Athletic Clubs as Alternatives

  • Athletic clubs separate from competition can foster health benefits and personal growth without the mind/body harms attributed to traditional sports.

Etymology and Concept of Competition

  • Competition derives from Latin competere: "to seek together" — originally about cooperating to help others reach their best as well as one's own.
  • True competition implies mutual support, empathy, and fairness.
  • Modern sports often center domination rather than cooperative striving.

Domination and Its Consequences

  • When the goal is domination, players feel compelled to control others, leading to fighting, cheating, ridiculing, and taunting.
  • The culture of domination can normalize violence and aggressive behaviors in and around sports.
  • A losing team may attempt to intimidate the opposition rather than focus on fair competition.

Violence and School Viability

  • Violence against student athletes by teammates, coaches, or competitors occurs regularly in sports.
  • If school activities (e.g., chess, scholastic bowls) were as violent, they would be removed for violating the school's mission.
  • The prevalence of domination in sports is socially problematic for developing democratic citizens.
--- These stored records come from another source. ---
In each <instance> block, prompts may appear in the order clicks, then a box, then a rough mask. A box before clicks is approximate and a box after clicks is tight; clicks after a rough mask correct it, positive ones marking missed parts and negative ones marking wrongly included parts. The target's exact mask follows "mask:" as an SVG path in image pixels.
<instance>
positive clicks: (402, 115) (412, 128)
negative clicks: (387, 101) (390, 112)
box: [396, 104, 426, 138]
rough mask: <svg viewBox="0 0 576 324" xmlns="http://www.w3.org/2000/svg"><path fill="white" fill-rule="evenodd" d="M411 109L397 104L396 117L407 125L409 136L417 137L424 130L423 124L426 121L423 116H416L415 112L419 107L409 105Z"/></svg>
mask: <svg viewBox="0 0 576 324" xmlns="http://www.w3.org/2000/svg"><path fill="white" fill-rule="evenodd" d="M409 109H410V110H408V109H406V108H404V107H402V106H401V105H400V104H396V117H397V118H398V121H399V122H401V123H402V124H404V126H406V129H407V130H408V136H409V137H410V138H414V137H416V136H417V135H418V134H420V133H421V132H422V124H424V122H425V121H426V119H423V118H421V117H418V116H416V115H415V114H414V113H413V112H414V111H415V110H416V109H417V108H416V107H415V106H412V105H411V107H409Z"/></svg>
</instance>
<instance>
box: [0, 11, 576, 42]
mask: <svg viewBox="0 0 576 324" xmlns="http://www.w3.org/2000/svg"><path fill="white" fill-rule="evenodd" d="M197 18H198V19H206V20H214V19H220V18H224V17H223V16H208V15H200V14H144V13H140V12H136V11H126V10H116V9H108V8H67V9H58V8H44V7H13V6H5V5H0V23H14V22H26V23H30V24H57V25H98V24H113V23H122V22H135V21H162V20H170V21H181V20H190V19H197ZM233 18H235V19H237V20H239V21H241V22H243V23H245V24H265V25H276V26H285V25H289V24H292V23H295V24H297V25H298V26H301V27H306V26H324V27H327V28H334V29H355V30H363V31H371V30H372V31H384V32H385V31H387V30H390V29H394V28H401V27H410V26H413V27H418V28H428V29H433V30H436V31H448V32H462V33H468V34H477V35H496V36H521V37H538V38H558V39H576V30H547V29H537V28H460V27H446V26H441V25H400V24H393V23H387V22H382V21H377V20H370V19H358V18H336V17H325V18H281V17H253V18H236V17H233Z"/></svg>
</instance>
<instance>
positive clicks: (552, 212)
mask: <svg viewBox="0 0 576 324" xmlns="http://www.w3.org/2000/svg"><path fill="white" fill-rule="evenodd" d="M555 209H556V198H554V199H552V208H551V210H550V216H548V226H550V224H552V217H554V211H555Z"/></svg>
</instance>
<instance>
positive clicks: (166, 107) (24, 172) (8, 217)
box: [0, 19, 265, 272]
Call to Action: Rethinking Competitive Sports

  • The overgrowth and normative dominance of sports in youth development is problematic and socially irresponsible.
  • Competitive sports should be removed from schools to allow critical reflection on the nature of sport.

Takeaway for Quick Recap

  • Reframe athletic engagement in schools toward health, skill-building, and well-being through non-competitive clubs.
  • Question and critically examine the role and impact of competition in shaping behavior and development.